Mr Jaunis was knocked clean off his feet and sprawled across the doormat, and Grandad, staggering back, tripped over him, teetered for a moment, and was actually falling down the steps when the policeman caught him. At the same moment the whole group of Varinians went rushing up the drive and gathered, clamouring furiously, on the Embassy steps.
Letta was swept up in the rush but managed to push her way out and found Grandad sitting on the bottom step with Mollie and Nigel kneeling beside him and the policeman standing over them.
‘All right now, then?’ said the policeman.
‘I don’t think he’s hurt, just shaken,’ said Mollie. ‘Thank you very much, officer. If you hadn’t caught him . . . These bloody people! God!’
‘Better get him to hospital,’ said the policeman. ‘Now I’ve got to sort this little lot out.’
He turned and started trying to persuade the infuriated Varinians back into the road. Letta sat beside Grandad and put her arm round him. She was weeping. She couldn’t help it. If the policeman hadn’t caught him he’d have been badly hurt, with his thin old bones crashing down the stone steps.
‘You two
keep an eye on him for the moment,’ said Mollie. ‘I’ll send for a taxi.’

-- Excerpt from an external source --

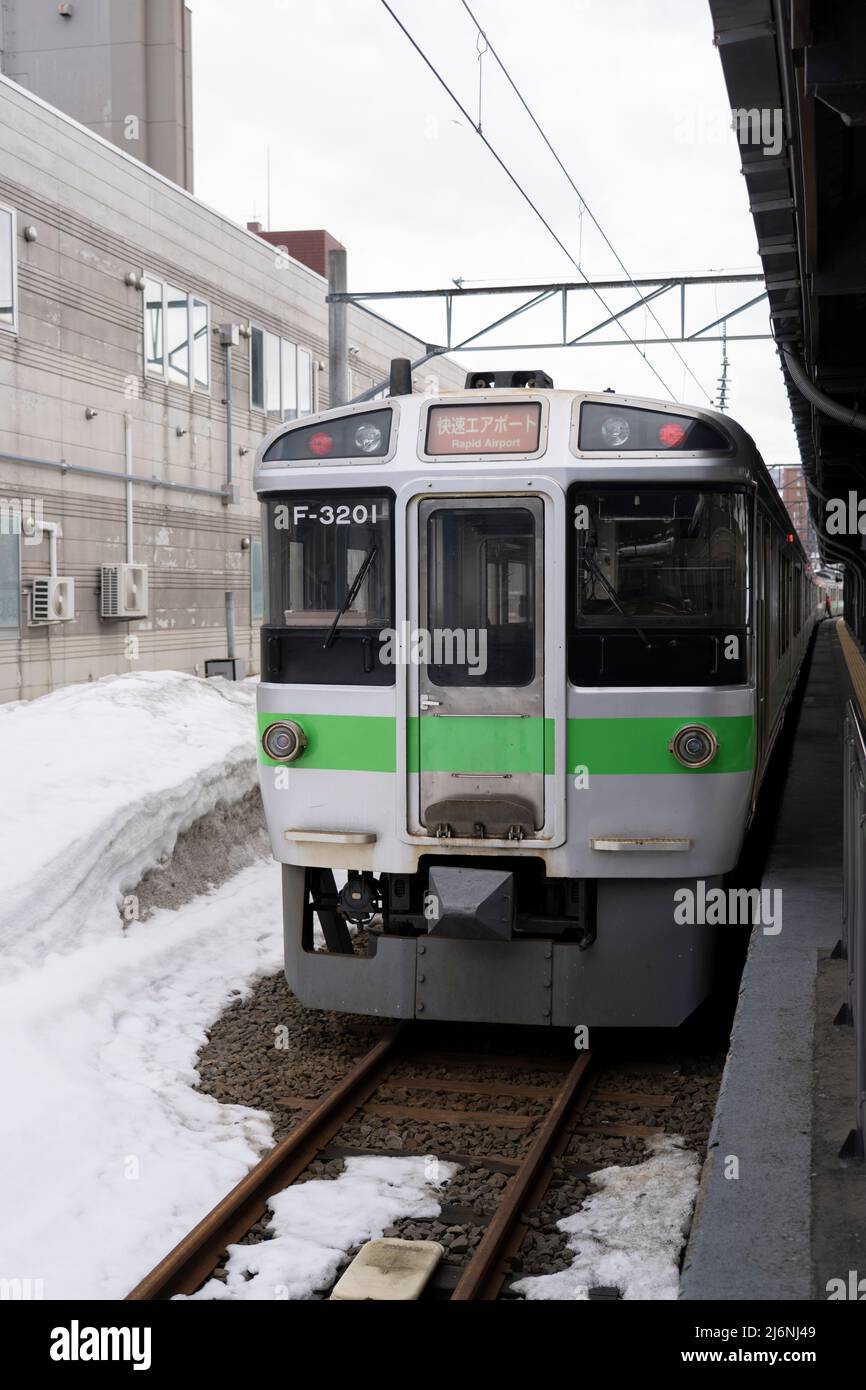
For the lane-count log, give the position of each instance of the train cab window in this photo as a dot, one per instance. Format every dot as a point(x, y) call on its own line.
point(658, 583)
point(328, 587)
point(481, 577)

She strode away. Two more policemen appeared from somewhere, but they didn’t know what had happened and seemed to think the Varinians were trying to storm the Embassy, out of bloody-mindedness.
‘Back in the road now,’ snapped one of them.
‘He’s hurt,’ said Letta. ‘They pushed him down the steps.’
‘Back in the road, will you?’ said the policeman, like a robot.
Letta was going to protest again when Grandad said, ‘We go now, officer. Help me up, darlings. Good. That’s it. I’m a little dizzy, I think. Now.’
Together, with their arms round his waist and his round their shoulders, Nigel and Letta steadied him across the gravel. In the gateway the photographers crouched and tensed, cameras busy. Mollie was beyond them, talking into the mobile telephone which she’d commandeered again. The woman reporter was waiting in front of her, notepad poised. Mollie switched the phone off and waved them over.
‘Taxi’s coming,’ she said. ‘How are you, Grandad?’
‘I’ll do, I’ll do. Thank you, my dear.’
‘Do you feel up to answering a few questions?’ said the reporter.
‘She’s from the Independent,’ Mollie explained. ‘Mr Vax was delivering a peaceful protest at the Romanian Embassy when a couple of thugs charged out and threw him down the steps. He might easily . . .’
It looked as if she was going to take the interview over, but Grandad held up a hand and stopped her. Letta thought she actually felt a surge of strength coming from somewhere inside the trembling body.
‘I am Restaur Vax,’ he said. ‘I am last democratically elected leader of the Varinian nation.’
‘He led the Resistance against the Germans,’ said Nigel, getting his oar in as usual. ‘Then the Communists put him in prison for thirty years.’
‘Details you will find in our press leaflet,’ said Grandad. ‘Important now is that my people who live in Romania are by the Ceauşescu regime being savagely oppressed, turned from ancestral land and homes, massacred, when they protest. This they do here this morning is in small way typical of how they have contempt for civilized modes. On the British government and the British people we are calling to use all means in their power that they dissuade the dictator Ceauşescu from continuing his aggression.’